Desmond Howard scored two of the most memorable touchdowns in the storied history of Michigan football and struck the pose that Heisman contenders have been mimicking since.

The program-builder and the game-breaker are now Hall of Famers.

Alvarez, Howard and the late Pat Tillman were among the 14 newly elected members of the College Football Hall of Fame announced Thursday by the National Football Foundation at a press conference at the Nasdaq Stock Exchange in Manhattan.

Alvarez learned of the honor while he was at the Big Ten meetings in Chicago.

“I was totally surprised — actually broke down,” he said. “The first thing you think about is all the people who have something to do with it.”

Alvarez played linebacker for Nebraska in the 1960s and later coached at Lincoln Northeast and Lexington High Schools.

He said three Hall of Fame coaches helped mold him. He played at Nebraska under Bob Devaney, then worked as an assistant under Hayden Fry at Iowa and Lou Holtz at Notre Dame.

When he arrived in Madison in 1990, the Badgers hadn't been to a Rose Bowl since 1963, and the football program was losing money and games (36 over the previous four seasons) at an alarming rate.

The bar for the Badgers was set low when Alvarez took over.

“Pat Richter, our athletic director, said if you can ever win six games, these people will think you hung the moon,” he said. “We've been competitive since 1992. So our people now, they expect you to be good.”

In 1994, Alvarez snapped Wisconsin's long Rose Bowl drought and led the Badgers to a 21-16 victory against UCLA. He added two more Rose Bowl victories in 1999 and 2000 and took on the role of athletic director in 2004. After two years of handling both duties, Alvarez stepped down as coach with a record of 118-73-4.

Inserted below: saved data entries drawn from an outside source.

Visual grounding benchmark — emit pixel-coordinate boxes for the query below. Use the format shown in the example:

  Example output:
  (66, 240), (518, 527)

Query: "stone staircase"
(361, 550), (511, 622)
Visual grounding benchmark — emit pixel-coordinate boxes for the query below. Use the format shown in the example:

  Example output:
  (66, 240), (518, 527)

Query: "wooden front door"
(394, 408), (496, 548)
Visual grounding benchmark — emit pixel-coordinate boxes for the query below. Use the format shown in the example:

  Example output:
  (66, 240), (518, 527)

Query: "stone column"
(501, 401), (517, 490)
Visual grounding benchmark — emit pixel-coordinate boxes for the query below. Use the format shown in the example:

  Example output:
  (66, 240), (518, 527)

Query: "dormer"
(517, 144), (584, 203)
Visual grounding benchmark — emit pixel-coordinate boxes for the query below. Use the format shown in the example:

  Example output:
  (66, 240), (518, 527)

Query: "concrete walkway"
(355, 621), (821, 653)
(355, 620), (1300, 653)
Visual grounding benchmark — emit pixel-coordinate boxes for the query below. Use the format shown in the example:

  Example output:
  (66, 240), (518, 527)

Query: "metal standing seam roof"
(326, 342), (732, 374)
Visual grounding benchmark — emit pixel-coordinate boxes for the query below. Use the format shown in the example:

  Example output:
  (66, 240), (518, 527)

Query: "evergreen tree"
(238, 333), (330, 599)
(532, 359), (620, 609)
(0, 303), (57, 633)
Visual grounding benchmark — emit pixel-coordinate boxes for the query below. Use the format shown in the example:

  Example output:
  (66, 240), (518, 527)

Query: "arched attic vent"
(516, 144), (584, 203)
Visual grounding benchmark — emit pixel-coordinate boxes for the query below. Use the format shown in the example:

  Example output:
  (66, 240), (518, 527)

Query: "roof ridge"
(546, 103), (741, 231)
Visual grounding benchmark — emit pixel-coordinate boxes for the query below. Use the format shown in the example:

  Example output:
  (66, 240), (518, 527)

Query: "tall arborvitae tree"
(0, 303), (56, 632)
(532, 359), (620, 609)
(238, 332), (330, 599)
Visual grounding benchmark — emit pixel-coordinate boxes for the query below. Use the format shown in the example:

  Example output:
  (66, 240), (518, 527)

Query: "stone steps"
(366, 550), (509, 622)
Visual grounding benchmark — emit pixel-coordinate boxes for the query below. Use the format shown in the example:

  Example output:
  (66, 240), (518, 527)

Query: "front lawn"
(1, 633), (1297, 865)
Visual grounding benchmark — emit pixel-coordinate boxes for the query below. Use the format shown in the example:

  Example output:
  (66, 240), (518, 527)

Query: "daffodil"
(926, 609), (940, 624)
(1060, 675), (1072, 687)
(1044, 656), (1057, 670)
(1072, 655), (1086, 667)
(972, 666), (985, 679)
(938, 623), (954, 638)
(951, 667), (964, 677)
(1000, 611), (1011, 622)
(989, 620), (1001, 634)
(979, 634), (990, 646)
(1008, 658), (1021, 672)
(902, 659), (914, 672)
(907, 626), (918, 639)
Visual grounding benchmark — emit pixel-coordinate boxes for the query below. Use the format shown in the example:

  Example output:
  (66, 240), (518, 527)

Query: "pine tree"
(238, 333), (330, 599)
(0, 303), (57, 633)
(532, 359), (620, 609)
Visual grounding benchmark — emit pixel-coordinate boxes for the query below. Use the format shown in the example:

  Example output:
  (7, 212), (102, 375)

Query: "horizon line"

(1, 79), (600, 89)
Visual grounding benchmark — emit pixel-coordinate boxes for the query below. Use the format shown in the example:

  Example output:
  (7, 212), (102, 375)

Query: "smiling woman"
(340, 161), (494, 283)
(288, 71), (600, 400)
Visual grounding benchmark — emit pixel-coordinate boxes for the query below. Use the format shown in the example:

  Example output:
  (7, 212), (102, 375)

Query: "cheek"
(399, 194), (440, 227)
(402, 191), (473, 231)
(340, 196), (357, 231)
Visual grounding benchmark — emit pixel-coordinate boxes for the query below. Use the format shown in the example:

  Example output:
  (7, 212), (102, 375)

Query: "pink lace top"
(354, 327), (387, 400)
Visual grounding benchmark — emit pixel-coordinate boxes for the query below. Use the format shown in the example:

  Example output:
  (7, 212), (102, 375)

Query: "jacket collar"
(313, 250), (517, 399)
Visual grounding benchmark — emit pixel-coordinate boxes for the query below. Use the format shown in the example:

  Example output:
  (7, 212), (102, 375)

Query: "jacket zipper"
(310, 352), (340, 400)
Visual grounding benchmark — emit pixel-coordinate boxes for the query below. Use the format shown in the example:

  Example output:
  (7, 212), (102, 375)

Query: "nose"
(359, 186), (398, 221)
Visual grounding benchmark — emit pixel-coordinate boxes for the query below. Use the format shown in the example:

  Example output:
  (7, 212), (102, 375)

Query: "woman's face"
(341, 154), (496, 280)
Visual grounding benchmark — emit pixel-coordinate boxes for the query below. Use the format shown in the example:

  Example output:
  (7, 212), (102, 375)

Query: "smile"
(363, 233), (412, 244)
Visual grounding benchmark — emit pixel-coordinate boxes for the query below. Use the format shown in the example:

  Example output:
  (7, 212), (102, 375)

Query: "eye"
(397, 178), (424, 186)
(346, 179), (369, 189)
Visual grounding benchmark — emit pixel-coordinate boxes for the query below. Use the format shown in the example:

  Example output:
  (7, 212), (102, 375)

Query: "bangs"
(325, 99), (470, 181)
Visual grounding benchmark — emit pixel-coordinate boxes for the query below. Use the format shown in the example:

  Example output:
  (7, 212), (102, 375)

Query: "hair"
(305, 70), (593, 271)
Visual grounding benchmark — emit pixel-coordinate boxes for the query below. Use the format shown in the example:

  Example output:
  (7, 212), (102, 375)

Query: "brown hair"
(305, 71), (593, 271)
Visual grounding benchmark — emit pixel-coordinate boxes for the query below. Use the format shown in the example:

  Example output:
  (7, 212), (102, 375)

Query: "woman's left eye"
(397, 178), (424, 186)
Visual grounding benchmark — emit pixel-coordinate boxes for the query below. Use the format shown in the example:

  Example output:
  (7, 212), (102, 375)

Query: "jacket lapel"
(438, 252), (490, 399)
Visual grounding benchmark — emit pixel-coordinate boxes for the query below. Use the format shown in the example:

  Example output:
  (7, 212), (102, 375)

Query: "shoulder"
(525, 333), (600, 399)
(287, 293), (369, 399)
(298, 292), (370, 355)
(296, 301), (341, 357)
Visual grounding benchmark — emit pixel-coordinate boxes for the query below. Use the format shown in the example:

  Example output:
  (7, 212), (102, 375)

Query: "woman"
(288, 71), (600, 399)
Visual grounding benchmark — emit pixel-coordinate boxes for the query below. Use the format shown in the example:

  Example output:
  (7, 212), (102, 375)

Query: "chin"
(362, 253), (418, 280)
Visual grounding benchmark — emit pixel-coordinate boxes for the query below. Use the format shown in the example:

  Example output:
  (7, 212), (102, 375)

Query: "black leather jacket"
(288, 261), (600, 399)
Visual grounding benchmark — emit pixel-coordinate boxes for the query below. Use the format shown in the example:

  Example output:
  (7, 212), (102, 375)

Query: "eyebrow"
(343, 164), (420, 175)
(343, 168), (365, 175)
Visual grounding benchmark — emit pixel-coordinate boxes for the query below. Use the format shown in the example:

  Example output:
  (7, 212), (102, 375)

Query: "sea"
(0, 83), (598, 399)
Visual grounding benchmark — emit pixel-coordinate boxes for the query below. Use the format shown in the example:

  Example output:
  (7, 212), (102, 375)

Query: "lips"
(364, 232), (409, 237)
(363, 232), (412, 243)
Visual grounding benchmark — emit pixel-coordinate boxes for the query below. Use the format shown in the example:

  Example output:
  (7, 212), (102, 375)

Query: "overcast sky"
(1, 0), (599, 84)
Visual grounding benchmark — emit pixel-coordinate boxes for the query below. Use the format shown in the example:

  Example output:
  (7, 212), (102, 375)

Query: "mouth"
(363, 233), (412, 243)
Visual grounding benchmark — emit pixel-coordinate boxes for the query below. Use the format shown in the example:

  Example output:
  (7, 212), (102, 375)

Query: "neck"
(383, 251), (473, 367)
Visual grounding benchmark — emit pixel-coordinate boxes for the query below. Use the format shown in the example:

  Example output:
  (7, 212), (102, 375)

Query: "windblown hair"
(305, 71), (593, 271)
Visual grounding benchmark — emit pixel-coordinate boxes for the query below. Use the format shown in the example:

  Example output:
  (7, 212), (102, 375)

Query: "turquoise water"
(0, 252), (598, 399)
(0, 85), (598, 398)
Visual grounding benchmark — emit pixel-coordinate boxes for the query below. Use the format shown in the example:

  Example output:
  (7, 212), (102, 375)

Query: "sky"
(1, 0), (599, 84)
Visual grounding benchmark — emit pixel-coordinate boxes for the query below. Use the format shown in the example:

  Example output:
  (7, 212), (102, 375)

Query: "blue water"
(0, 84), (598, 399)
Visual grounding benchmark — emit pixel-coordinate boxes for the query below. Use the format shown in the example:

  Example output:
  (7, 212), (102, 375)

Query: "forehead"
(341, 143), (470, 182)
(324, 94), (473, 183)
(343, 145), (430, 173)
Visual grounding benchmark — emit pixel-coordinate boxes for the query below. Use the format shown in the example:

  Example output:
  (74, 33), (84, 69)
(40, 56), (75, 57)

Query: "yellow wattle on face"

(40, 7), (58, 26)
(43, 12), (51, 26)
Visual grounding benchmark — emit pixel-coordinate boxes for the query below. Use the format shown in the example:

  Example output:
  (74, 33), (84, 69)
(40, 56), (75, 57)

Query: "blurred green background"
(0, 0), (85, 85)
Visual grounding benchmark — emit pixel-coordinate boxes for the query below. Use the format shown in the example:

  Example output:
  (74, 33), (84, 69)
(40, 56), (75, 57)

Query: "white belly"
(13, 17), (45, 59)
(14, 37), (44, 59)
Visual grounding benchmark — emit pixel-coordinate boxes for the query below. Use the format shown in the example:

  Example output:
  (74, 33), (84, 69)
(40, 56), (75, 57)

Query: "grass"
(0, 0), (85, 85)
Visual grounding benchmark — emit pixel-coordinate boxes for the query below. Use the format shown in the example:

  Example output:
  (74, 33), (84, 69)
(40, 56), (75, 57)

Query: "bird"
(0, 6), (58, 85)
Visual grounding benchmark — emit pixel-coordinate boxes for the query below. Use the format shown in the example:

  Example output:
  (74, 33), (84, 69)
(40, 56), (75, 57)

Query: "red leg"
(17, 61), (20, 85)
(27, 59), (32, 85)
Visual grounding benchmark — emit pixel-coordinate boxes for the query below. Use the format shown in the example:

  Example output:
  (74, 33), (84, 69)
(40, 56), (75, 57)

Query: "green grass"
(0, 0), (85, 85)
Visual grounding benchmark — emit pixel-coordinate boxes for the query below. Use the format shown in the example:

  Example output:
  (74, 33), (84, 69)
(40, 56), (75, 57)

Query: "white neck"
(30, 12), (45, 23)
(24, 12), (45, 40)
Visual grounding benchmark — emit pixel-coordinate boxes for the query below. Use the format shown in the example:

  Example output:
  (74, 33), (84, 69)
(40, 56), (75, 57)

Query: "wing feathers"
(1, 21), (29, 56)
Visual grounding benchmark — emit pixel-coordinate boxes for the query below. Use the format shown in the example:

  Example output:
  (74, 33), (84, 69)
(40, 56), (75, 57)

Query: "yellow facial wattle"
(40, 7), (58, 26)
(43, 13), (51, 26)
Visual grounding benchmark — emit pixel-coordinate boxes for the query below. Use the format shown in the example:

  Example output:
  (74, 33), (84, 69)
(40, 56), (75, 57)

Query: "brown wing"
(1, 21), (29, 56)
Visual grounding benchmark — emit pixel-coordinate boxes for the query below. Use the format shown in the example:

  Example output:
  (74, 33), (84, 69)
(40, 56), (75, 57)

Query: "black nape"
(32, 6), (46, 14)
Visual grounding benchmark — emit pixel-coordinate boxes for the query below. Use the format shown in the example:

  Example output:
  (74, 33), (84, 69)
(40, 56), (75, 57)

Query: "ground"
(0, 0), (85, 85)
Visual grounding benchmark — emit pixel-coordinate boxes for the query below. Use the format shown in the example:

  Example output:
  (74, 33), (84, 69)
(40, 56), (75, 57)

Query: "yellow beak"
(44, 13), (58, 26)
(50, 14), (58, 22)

Howard, who won the Heisman Trophy in 1991, found out from his mother he'd made the Hall of Fame.

“I just knew it was something special,” he said recalling the phone call. “Just to hear those words and the way she said them let me know it was something she was very proud of.”

The speedy and diminutive receiver dominated the Big Ten in 1991 for the Wolverines, scoring a school-record 23 touchdowns and 138 points.

But two plays stood out above all.

In September against Notre Dame, Howard's diving catch in the end zone on fourth-and-1 helped beat the Fighting Irish.

Then to put an exclamation mark on his spectacular season, Howard returned a punt 93 yards for a touchdown against rival Ohio State. As he was being mobbed by teammates in the end zone, Howard lifted a knee high to his chest and jabbed out a stiff arm. And just like that, a college football tradition was born. The Heisman pose.

The details of those touchdowns might fade, and even the fact that Howard was a Super Bowl MVP for the Green Bay Packers in 1997 gets lost amid the memories of Brett Favre celebrating his only NFL title.

But no football fan forgets Howard's Heisman pose.

“That thing resonates with everyone,” said Howard, who now works for ESPN. “When we travel, all the college kids, they're chanting, ‘Do the Heisman.”'

Howard was the fourth pick in the 1992 draft by the Washington Redskins, but never reached the same stardom as a receiver in the pros that he did at Michigan.

But his 5-foot-10 frame didn't hold him back when he arrived at Ann Arbor from Cleveland as a tailback. He switched to receiver early in his career and finished with 134 receptions for 2,146 yards.

Tillman played linebacker for Arizona State from 1994-97 and gave up an NFL career with the Arizona Cardinals to enlist in the Army in 2002. He was killed while serving in Afghanistan in 2004.

The other inductees included defensive lineman Dennis Byrd of North Carolina State; center Ronnie Caveness of Arkansas; defensive lineman Ray Childress of Texas A&M; guard Randy Cross of UCLA; running back Sam Cunningham of Southern California; quarterback Mark Herrmann of Purdue; receiver Clarkston Hines of Duke; defensive back Chet Moeller of Navy; halfback Jerry Stovall of LSU; and linebacker Alfred Williams of Colorado.

Gene Stallings, who led Alabama to a national title in 1992, was the other coach elected to the Hall of Fame.

The newest class will be inducted in December in New York and enshrined at the Hall of Fame in South Bend, Ind., in the summer of 2011.